Oh, thanks. Now the jerks I've banned from my website will be reading anyway!

Ha, just kidding. Sort of. 

You can also get weather by typing weather zip code or weather city name.


----------



## mistletoad (Apr 17, 2003)

You missed spell checker! I use that annoying "did you mean..." feature to check words I always used to get wrong.


----------



## Charleen (May 12, 2002)

Wow, thanks!


----------



## Guest (Jan 27, 2008)

If anyone has more tricks, let us know.

One trick I use not listed above is for Bible verses. Just type in the verse like this:

John 3:16

And it will bring up the text of the verse.

ETA: and word definitions.

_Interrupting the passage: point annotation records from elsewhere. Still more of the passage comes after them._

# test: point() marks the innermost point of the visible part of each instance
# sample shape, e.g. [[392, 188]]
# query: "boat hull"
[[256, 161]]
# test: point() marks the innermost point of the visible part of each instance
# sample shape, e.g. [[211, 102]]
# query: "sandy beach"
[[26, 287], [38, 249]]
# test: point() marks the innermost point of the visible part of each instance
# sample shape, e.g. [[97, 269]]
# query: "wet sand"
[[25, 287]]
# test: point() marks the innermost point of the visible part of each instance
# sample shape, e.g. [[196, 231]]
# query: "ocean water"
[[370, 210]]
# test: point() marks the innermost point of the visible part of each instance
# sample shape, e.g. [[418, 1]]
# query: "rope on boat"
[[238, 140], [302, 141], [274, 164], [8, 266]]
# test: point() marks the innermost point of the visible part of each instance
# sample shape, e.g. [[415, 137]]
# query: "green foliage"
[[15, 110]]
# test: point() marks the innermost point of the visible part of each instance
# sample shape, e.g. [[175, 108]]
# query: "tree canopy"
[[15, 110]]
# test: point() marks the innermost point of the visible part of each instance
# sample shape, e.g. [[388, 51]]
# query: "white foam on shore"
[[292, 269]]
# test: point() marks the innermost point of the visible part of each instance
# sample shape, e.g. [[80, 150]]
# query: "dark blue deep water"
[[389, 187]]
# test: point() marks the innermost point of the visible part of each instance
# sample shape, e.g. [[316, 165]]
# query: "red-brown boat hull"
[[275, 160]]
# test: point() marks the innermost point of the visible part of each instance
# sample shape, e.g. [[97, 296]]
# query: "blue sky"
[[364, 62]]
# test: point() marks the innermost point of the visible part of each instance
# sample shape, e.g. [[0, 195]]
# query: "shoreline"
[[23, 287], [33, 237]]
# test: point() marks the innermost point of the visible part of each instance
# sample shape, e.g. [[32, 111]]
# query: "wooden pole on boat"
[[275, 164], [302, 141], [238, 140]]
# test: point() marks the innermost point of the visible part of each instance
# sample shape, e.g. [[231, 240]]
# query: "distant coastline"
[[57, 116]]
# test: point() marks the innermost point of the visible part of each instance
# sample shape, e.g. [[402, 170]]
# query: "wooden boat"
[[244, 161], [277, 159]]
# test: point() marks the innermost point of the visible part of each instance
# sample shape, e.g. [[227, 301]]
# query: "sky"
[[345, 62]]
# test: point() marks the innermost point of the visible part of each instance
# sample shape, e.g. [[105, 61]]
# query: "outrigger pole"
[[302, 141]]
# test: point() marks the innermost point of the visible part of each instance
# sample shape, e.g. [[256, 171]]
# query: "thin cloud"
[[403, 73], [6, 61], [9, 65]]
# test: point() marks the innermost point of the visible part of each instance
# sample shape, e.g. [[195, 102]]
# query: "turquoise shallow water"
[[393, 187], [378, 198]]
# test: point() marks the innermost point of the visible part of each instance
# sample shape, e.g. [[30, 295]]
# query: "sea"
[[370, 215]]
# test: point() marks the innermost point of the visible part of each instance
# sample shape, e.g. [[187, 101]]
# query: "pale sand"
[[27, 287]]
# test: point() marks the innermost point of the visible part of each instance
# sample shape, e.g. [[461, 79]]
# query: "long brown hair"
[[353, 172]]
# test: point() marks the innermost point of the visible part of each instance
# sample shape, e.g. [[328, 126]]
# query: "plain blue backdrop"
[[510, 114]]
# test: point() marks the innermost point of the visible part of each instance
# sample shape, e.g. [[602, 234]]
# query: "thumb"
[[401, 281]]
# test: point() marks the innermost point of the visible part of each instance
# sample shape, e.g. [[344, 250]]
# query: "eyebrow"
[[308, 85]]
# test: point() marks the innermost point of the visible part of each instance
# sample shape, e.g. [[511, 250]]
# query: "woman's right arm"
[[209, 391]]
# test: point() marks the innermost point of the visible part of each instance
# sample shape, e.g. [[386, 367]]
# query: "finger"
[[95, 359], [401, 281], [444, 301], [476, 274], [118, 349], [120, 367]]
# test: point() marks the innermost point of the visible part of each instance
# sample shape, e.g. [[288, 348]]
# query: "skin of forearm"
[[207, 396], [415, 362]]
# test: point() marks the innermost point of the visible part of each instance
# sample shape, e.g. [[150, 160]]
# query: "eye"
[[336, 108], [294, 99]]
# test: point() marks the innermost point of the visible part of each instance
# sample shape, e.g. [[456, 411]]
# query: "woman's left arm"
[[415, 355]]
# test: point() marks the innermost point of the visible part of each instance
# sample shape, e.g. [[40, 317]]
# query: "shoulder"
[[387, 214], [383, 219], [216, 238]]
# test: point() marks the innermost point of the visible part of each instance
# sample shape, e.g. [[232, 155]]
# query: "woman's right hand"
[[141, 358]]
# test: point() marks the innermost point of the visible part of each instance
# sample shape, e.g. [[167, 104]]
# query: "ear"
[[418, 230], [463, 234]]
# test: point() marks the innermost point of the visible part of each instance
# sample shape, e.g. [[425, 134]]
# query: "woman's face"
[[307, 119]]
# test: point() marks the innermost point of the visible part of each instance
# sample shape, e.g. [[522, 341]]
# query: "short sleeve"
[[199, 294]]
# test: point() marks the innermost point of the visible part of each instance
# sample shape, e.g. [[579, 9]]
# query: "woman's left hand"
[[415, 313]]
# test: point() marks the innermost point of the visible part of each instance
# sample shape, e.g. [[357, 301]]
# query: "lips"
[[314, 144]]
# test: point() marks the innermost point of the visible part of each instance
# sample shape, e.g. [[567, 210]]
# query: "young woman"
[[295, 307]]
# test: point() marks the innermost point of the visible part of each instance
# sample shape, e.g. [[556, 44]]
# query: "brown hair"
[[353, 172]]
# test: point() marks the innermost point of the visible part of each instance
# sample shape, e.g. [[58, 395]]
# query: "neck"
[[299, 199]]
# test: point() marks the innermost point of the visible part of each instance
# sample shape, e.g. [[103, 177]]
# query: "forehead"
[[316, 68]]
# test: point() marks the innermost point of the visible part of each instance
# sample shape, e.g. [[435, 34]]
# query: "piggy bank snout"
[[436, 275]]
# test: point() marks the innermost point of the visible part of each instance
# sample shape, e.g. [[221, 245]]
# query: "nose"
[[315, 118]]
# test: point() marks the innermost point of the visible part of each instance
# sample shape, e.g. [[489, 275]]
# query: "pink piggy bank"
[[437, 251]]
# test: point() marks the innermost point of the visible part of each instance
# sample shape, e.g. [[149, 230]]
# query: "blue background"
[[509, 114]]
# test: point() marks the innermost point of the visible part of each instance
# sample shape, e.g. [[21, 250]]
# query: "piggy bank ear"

Type in:

define:word (no spaces), and it will give you the definition.

For recipes, type in:

recipe:<name of recipe> (no spaces)

And it will bring up recipes by that name.


----------



## Fla Gal (Jul 14, 2003)

Thanks to fin29 for sharing this one about two years or so ago.

Another one is "define" as in:

define home canning

http://www.google.com/search?q=defi...s=org.mozilla:en-US:official&client=firefox-a

Or:

define mangle beets

http://www.google.com/search?q=defi...s=org.mozilla:en-US:official&client=firefox-a


----------



## Guest (Jan 28, 2008)

Lots of tips here:

*Google Web Search Features*

http://www.google.com/intl/en/help/features.html


----------



## Cat (Jun 19, 2004)

I use the define: and map: quite frequently. I use Yahoo, though.


----------